(After a little self-deliberation, it was decided that my first post would not be in response to a current event, but to a strange occurance that took place to some of my friends and I a few days ago. In an empty parking lot, some asshole parked behind the only other car in the lot (us) and deemed us and the surrounding area eligible to hear his music. It was a fairly uncomfortable situation, but in this story I'm going to try to see it all from an angle other than my own.)
I will tell you the story of the egalitarian.
His motorcycle was all he could hear as the egalitarian and his friend rode towards White Bank Park. The solitary road, arched with trees darkened by the lateness of day, flew back, and the space turned into a parking lot with overgrown lawn grass. The brown lake shown directly ahead. The playground is empty save for a brother and sister riding their bikes, and their grandfather tending to them.

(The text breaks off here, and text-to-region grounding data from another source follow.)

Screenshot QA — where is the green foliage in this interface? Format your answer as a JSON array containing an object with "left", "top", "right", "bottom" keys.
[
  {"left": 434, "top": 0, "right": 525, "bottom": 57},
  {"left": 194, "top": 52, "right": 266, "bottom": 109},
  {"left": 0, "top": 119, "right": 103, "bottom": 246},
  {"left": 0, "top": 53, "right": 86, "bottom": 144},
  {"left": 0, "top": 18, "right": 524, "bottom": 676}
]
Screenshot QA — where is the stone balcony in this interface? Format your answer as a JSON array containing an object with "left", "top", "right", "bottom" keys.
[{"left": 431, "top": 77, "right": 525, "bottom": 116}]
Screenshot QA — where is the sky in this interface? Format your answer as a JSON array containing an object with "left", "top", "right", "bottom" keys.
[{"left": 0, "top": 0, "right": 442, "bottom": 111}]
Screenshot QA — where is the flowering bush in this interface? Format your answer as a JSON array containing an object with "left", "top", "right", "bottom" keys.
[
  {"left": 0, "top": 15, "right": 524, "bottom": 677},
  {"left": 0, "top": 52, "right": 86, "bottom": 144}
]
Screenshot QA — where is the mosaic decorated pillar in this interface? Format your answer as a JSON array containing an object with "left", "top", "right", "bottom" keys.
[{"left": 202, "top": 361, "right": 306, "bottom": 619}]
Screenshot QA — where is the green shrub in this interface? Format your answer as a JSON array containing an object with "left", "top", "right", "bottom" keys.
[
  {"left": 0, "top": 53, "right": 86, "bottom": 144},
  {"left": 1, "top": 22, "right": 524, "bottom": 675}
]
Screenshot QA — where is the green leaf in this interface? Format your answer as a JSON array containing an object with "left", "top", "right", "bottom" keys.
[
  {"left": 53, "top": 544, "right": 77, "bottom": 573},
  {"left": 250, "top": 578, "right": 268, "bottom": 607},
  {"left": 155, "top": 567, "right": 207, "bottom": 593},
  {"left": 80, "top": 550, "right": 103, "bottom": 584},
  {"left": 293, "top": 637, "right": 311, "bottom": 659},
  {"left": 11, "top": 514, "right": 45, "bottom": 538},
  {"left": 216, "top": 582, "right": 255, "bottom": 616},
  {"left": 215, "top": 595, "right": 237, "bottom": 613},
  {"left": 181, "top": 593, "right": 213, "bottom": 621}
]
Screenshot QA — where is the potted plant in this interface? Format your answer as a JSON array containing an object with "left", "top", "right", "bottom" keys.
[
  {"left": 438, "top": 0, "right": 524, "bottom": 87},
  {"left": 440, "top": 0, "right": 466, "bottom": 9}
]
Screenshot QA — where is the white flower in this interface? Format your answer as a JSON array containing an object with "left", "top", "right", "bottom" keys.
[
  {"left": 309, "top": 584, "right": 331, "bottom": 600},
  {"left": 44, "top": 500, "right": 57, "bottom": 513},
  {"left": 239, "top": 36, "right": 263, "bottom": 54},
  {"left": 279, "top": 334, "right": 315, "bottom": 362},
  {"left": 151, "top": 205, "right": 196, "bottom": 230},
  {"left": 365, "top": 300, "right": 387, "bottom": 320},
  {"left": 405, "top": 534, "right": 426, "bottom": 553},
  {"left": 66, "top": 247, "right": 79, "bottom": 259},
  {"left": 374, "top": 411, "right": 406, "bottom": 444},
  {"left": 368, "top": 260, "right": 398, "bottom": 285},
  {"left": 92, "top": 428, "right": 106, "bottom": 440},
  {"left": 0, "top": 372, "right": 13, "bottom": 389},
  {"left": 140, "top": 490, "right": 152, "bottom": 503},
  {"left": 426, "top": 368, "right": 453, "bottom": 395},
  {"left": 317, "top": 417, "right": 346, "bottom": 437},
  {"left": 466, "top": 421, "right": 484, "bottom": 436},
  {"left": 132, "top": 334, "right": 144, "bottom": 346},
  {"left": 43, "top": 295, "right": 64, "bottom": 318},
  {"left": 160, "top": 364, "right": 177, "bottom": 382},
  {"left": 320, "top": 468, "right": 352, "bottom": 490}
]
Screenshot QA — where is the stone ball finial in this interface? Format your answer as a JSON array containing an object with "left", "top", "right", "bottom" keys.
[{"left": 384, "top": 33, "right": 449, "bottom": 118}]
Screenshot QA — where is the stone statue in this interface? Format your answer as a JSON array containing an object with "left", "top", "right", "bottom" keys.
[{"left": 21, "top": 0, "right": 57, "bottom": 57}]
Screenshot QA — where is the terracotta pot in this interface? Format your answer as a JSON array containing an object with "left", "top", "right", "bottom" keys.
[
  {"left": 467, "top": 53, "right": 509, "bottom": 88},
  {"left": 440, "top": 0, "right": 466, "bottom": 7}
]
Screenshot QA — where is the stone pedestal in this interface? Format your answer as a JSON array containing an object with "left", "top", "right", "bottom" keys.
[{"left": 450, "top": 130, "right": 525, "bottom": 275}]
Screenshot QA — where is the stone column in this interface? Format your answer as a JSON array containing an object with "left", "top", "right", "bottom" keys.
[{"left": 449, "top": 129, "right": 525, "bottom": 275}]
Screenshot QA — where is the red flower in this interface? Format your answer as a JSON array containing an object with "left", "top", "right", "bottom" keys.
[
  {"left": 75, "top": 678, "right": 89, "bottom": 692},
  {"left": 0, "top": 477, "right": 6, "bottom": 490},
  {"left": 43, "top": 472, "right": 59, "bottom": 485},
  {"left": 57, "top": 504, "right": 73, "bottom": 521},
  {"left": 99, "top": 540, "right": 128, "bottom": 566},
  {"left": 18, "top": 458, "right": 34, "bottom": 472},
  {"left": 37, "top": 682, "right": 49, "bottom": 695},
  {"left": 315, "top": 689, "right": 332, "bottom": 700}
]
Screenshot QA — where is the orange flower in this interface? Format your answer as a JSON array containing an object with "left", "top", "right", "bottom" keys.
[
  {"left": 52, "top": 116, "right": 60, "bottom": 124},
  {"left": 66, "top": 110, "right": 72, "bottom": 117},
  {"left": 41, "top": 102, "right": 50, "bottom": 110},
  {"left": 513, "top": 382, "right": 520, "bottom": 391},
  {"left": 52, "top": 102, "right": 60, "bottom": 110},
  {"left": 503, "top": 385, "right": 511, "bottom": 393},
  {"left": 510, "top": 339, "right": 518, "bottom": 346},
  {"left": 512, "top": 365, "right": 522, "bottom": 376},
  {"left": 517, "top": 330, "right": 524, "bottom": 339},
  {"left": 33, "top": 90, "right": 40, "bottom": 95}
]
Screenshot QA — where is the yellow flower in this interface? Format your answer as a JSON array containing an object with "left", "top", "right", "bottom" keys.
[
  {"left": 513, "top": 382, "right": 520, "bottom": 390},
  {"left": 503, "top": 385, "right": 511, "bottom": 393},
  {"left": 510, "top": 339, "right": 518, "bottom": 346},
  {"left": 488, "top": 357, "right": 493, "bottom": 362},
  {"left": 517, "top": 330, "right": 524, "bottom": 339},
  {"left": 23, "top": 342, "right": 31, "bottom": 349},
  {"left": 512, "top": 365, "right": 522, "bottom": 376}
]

Nearing the shelter and playground area, the egalitarian is suddenly and forcefully alerted to things misplaced -- four boys, sitting in a car parked directly in opposition to the parking spaces, with their windows down, doing nothing. His sunglasses are on, and as he lets his friend off at the shelters, he turns his head directly into the faces of these boys. Their obtuse puppy faces look at him, then look down, then look away. Nothing going on registers with them. They are safely kept to their own devices by the glass and metal that separates them from atmosphere (or so they thought). Each boy is reassured, kept cripplingly introverted by the others, the egalitarian thinks.
So he starts his motorcycle and maneuvers it to be directly behind their car, stops. I'll pick some of my music, he thinks. They've never heard this. It started. The boys glance around, flustered, and choose to ignore him. "Let me pick one y'all will like." He speaks in a normal voice. Highway to Hell. The boys continue to ignore him. No matter how comfortable your space in that car is, he muses, you simply can't ignore the state of things.
His friend materializes at the front of the shelter area. "No one wants to hear your music," she drawls carelessly, a confirmed and smug look on her face. She doesn't look at the boys. She doesn't understand. "I don't give a fuck what anyone thinks." Those boys think they understand the world -- they've got another thing coming.
They got the message. The egalitarian has other places to be. His friend climbs onto the back of the wide white motorcycle, and they accelerate parabolically, their black leather clinging close to their bodies.